2 spine surgeons' outlook on private equity

Spine

Private equity among spine and orthopedic practices has grown steadily over the past few years. Recently, a 21-physician spine practice in Lawrenceville, Ga., snagged private equity investment.

Here's how two spine surgeons see private equity affecting practices in the near future:

Note: Responses were edited for style.

Question: How do you think private equity investment will affect spine practices in the next two to three years?

Kern Singh, MD. Midwest Orthopaedics at Rush (Chicago): My hope is that spine practices learn that raising capital themselves and investing in their own group is the best path forward. Using private equity capital often comes with terms that result in a loss of physician autonomy, oversight and a general loss of decision-making. In general, while PE money is easier to obtain, the strings attached are prohibitive to autonomous physician practice. Furthermore, it is my belief that the physician is in the best position to understand the market and market forces leading to expansion. With that being said, many spine practices are looking to “cash” out oftentimes at the expense of younger partners.
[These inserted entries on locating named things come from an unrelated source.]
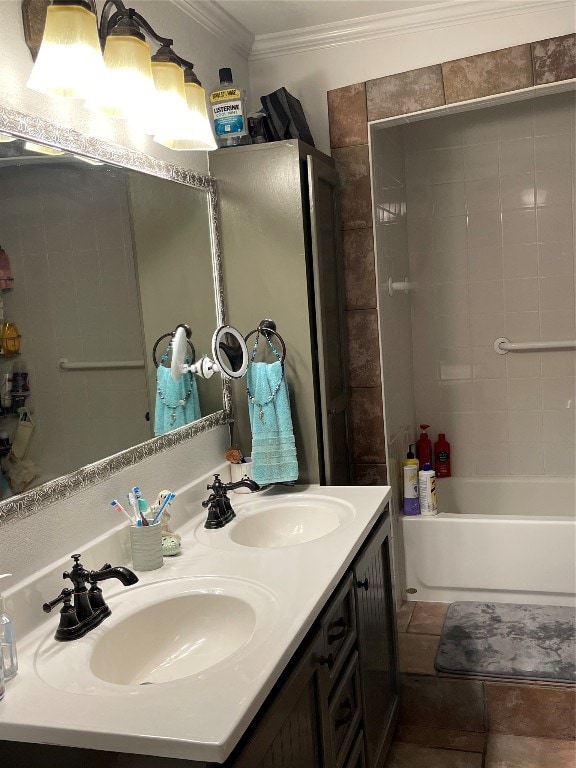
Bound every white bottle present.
[0,573,18,680]
[418,464,438,515]
[0,653,6,701]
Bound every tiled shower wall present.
[328,34,576,484]
[0,160,150,481]
[404,92,576,476]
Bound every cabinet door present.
[232,634,330,768]
[307,155,350,485]
[354,519,398,768]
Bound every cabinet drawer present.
[320,575,356,685]
[328,651,362,768]
[343,731,366,768]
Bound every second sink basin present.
[35,576,278,695]
[90,593,256,685]
[197,494,354,549]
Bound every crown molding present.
[171,0,255,59]
[250,0,574,60]
[171,0,574,60]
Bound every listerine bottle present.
[210,67,251,147]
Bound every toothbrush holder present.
[130,520,164,571]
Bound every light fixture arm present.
[98,0,194,69]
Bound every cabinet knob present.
[318,653,334,669]
[334,699,354,730]
[328,616,348,645]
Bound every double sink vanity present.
[0,477,397,768]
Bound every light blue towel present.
[247,361,298,485]
[154,365,202,436]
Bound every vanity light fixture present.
[27,0,104,99]
[22,0,216,151]
[24,141,66,155]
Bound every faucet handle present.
[42,587,72,613]
[62,555,88,589]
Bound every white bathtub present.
[402,477,576,605]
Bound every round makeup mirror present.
[170,325,248,381]
[212,325,248,379]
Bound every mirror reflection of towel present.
[247,361,298,485]
[154,365,202,436]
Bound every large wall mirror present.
[0,107,230,520]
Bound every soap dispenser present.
[0,573,18,680]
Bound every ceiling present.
[215,0,446,36]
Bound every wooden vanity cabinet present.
[354,518,399,768]
[226,510,398,768]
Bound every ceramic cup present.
[130,521,163,571]
[230,457,252,493]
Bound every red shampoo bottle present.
[434,432,452,477]
[416,424,432,469]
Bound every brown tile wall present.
[328,35,576,485]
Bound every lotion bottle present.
[402,445,420,515]
[418,464,438,515]
[0,573,18,680]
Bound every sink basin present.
[35,576,278,695]
[205,494,354,548]
[90,593,256,685]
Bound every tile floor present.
[385,602,576,768]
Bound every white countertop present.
[0,484,390,763]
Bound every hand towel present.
[154,365,202,436]
[247,361,298,485]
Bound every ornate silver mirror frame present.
[0,106,232,525]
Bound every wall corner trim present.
[171,0,254,59]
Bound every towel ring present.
[152,323,196,368]
[244,320,286,364]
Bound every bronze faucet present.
[42,555,138,642]
[202,475,260,529]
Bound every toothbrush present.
[110,499,134,525]
[128,491,144,525]
[152,492,176,525]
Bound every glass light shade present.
[154,83,218,152]
[86,35,155,124]
[27,5,104,99]
[147,61,191,143]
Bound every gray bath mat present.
[434,602,576,683]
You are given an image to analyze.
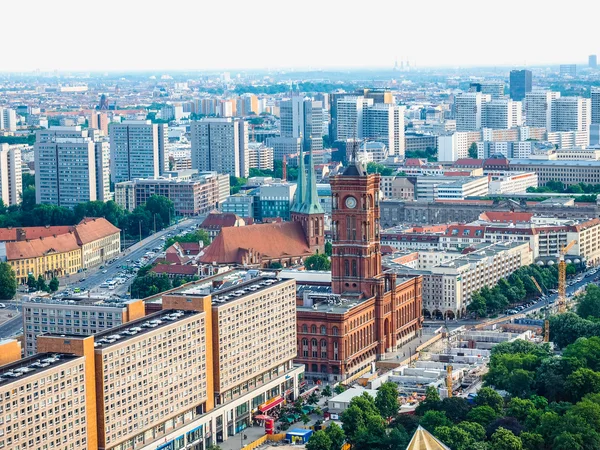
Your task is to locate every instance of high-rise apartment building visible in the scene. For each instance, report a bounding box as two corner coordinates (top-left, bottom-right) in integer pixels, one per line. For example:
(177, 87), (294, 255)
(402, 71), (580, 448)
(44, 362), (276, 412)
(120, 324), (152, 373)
(590, 87), (600, 124)
(510, 70), (532, 102)
(191, 117), (250, 177)
(0, 108), (17, 131)
(525, 91), (560, 131)
(109, 120), (168, 183)
(95, 141), (112, 202)
(23, 297), (145, 356)
(88, 111), (108, 136)
(0, 144), (23, 206)
(559, 64), (577, 78)
(550, 97), (591, 131)
(362, 103), (404, 158)
(336, 96), (374, 141)
(483, 98), (522, 130)
(454, 92), (491, 131)
(34, 126), (97, 208)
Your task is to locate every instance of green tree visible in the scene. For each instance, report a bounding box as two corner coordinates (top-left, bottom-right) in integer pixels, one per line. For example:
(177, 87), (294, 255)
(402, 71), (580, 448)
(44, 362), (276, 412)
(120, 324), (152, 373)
(36, 275), (48, 291)
(469, 142), (477, 159)
(306, 430), (332, 450)
(475, 387), (504, 414)
(565, 368), (600, 401)
(467, 405), (498, 427)
(325, 422), (346, 450)
(519, 431), (544, 450)
(577, 283), (600, 319)
(48, 277), (60, 292)
(491, 428), (523, 450)
(375, 382), (399, 419)
(304, 253), (331, 270)
(0, 263), (17, 300)
(433, 427), (474, 450)
(420, 411), (452, 432)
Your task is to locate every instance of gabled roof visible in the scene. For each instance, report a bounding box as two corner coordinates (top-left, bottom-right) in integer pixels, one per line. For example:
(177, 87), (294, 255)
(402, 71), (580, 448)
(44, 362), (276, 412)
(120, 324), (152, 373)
(406, 425), (450, 450)
(5, 233), (80, 261)
(0, 225), (71, 242)
(73, 217), (121, 245)
(200, 212), (241, 230)
(200, 222), (312, 264)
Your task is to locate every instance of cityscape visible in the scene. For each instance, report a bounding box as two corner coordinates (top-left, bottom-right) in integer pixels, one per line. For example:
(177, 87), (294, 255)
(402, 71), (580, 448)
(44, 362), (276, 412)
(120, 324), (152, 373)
(0, 4), (600, 450)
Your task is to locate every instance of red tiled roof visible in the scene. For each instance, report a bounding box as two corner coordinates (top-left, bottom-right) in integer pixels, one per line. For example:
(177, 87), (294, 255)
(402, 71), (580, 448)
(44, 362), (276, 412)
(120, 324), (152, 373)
(73, 217), (121, 245)
(150, 264), (198, 275)
(0, 225), (71, 242)
(200, 222), (312, 264)
(5, 233), (79, 261)
(452, 158), (483, 167)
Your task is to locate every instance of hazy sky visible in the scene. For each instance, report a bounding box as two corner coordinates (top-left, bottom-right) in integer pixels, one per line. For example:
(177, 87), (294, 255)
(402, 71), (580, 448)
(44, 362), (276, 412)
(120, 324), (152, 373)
(0, 0), (600, 71)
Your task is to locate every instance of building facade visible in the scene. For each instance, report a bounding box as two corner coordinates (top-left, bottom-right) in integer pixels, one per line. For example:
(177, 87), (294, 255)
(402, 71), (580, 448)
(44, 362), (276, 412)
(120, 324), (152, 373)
(191, 117), (250, 177)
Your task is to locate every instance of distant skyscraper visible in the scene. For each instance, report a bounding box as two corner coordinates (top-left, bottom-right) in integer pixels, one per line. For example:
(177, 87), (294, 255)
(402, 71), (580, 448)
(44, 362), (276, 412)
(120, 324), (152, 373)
(560, 64), (577, 78)
(191, 117), (249, 177)
(109, 120), (167, 183)
(0, 144), (23, 206)
(510, 70), (532, 102)
(454, 92), (491, 131)
(591, 87), (600, 123)
(362, 103), (404, 158)
(88, 111), (108, 136)
(525, 91), (560, 131)
(279, 95), (323, 152)
(482, 99), (522, 130)
(34, 126), (97, 208)
(0, 108), (17, 131)
(550, 97), (591, 131)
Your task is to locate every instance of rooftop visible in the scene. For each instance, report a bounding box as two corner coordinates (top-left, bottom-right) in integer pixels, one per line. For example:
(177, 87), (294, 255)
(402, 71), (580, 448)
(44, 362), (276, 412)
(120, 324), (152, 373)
(176, 276), (287, 306)
(0, 353), (80, 386)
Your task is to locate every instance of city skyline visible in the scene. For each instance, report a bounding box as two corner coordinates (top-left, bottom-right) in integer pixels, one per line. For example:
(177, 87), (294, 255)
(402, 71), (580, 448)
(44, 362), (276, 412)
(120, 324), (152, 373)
(1, 0), (600, 72)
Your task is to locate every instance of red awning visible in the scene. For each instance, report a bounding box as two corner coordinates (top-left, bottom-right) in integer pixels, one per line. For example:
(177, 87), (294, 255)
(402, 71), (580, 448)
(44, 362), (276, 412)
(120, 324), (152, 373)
(258, 397), (283, 412)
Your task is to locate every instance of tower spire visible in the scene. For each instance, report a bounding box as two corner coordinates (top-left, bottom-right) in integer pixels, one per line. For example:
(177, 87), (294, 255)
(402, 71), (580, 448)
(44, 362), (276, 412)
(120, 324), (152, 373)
(302, 141), (324, 214)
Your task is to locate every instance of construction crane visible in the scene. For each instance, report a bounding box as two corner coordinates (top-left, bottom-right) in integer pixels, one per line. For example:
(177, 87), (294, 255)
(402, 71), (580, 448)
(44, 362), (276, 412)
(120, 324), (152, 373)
(558, 240), (577, 313)
(530, 275), (550, 342)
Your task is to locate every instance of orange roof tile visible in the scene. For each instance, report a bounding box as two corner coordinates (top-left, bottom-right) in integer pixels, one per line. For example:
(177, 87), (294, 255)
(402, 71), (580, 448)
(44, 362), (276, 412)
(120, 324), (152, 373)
(73, 217), (121, 245)
(5, 233), (79, 261)
(200, 222), (312, 264)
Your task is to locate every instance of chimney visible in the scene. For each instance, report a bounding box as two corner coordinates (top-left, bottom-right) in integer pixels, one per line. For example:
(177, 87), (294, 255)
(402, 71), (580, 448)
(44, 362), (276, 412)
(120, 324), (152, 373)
(17, 228), (27, 242)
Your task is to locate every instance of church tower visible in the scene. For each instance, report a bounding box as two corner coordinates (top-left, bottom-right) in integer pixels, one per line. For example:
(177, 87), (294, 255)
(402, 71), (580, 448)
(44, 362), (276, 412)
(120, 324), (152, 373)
(331, 146), (381, 298)
(291, 148), (325, 253)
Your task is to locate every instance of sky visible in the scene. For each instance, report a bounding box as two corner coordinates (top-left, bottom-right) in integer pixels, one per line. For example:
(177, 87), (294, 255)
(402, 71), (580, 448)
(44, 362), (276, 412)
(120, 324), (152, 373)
(0, 0), (600, 72)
Usman Zahir, MD. ScopeSpine-The Orthopedic Group (Dulles, Va.): The effect of private equity on spine practices will be one factor among many changes. With companies like Amazon, Walmart, etc., entering into primary care/urgent care services, the normal boundaries that have existed in the past will continue to change. It is only a matter of time before companies expand into surgical services or continue to link their patients with high quality health systems for surgical services. Size and scale do matter, and within this growth and interest, private equity is one way for spine surgeons to stay nimble in this dynamic environment by offering alternative cost effective, and efficient care. Over the next two to three years, this trend will continue.
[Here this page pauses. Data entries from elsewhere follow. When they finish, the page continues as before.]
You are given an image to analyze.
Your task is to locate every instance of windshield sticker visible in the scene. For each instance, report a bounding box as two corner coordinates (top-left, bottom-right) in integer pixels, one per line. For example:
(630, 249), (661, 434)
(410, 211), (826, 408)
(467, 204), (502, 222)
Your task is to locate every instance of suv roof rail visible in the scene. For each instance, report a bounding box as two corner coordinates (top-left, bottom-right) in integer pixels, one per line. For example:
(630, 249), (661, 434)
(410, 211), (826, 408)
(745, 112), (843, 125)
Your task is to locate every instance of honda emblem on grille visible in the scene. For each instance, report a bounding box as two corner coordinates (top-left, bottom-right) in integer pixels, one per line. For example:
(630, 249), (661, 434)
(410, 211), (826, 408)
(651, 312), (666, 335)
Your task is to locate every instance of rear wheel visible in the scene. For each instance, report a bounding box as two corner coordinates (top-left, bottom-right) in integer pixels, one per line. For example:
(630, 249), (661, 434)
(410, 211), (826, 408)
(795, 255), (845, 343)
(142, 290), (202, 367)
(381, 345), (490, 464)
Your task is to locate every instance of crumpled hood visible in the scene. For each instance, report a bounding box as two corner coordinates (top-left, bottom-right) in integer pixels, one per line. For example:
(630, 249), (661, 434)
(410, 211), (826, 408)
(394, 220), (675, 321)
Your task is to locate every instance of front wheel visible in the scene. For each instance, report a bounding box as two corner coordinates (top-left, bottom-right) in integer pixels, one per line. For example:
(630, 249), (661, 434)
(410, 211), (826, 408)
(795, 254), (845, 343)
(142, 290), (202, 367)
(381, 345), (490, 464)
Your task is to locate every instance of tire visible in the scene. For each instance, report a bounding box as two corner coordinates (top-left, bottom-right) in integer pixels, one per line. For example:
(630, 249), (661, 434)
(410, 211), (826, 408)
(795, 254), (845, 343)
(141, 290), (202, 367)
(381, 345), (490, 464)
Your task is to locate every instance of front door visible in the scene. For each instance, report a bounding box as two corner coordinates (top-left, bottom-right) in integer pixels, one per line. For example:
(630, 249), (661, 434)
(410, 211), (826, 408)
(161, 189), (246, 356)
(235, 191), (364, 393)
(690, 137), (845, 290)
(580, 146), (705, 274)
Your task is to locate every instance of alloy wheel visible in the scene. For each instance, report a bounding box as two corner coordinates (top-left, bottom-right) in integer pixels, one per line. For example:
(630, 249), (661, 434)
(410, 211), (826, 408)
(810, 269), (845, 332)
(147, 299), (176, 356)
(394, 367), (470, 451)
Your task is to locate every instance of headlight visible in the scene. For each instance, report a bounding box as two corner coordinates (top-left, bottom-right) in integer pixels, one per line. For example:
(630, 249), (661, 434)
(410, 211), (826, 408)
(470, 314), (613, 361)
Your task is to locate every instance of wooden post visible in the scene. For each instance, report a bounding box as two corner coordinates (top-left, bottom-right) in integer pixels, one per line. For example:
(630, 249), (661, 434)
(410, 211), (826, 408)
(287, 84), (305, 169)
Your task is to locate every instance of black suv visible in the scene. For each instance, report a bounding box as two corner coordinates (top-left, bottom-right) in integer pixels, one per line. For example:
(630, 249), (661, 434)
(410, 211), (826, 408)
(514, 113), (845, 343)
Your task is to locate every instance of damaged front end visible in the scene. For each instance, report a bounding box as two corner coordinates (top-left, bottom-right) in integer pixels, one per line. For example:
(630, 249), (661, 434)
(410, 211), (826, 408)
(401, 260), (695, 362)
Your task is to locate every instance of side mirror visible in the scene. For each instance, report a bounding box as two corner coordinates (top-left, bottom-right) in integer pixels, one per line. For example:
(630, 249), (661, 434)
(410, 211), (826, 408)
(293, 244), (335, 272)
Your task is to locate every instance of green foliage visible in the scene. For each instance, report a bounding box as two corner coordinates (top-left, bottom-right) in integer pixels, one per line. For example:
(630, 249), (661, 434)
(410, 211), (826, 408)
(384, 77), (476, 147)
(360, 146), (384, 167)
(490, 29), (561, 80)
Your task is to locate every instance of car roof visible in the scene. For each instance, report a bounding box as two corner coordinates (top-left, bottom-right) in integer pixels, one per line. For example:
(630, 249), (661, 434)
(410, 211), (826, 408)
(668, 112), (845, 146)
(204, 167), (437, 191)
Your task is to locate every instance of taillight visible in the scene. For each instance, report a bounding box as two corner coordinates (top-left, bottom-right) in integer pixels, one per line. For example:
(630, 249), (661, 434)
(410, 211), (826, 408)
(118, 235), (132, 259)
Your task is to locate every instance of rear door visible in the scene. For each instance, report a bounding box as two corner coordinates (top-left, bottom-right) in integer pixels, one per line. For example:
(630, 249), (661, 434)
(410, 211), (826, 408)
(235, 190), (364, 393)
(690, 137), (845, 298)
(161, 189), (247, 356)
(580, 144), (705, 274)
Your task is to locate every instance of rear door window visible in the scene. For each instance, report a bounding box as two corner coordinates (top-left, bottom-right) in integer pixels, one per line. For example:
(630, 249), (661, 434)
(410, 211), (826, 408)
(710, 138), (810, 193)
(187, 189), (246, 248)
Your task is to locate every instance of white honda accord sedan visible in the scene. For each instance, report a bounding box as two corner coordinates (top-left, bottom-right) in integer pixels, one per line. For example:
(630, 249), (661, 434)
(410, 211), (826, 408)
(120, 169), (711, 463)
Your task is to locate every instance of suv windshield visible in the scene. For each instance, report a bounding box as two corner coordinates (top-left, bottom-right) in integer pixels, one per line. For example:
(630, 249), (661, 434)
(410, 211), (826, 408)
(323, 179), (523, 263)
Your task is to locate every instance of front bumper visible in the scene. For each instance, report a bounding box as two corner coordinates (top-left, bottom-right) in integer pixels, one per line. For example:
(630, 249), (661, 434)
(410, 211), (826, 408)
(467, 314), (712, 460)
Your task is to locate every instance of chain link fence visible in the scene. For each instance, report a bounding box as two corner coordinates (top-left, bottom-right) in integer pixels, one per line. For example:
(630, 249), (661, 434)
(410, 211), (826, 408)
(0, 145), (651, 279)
Initially much of the incentive to sell out to private equity initially were from senior spine surgeons, who were four to five years away from retirement, who owned medium-sized groups that wanted to maintain some independence, but wanted to reduce some of the hassles with management. However, private equity is also attractive for smaller and newer practices that are looking for efficient ways for expansion while also managing costs and optimizing the patient care experience.
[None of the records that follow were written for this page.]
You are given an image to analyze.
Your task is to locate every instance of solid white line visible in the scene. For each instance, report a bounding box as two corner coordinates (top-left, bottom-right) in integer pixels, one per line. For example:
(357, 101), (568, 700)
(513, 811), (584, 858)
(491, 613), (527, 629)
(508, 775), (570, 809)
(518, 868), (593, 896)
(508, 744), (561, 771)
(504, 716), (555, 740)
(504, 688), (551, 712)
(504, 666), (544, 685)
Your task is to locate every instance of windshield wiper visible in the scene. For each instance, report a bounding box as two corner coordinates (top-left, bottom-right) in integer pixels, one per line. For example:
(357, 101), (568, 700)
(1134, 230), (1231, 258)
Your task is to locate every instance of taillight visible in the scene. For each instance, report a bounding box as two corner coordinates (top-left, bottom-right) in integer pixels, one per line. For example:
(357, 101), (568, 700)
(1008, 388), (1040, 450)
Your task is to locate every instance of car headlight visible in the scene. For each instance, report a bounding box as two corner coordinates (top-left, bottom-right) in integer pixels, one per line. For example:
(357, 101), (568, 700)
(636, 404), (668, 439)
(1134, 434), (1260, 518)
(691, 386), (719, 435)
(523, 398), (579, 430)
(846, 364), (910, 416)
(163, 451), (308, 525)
Spine surgeons are entrepreneurial and partnering with private equity can be a win-win strategy in lowering costs, bringing billing and collections in-house, better use of IT in delivering efficient care, optimizing ancillary services in-house: PT, imaging/diagnostics, DME, walk-in clinics, pharmacy services, and interventional procedures. I think over time, private equity partnerships will help spine practices that wish to expand in the delivery of consolidated care. The key is to balance the incentives of the private equity team and the goals of the surgeons. A patient-centered approach will remain key and central to any successful partnership.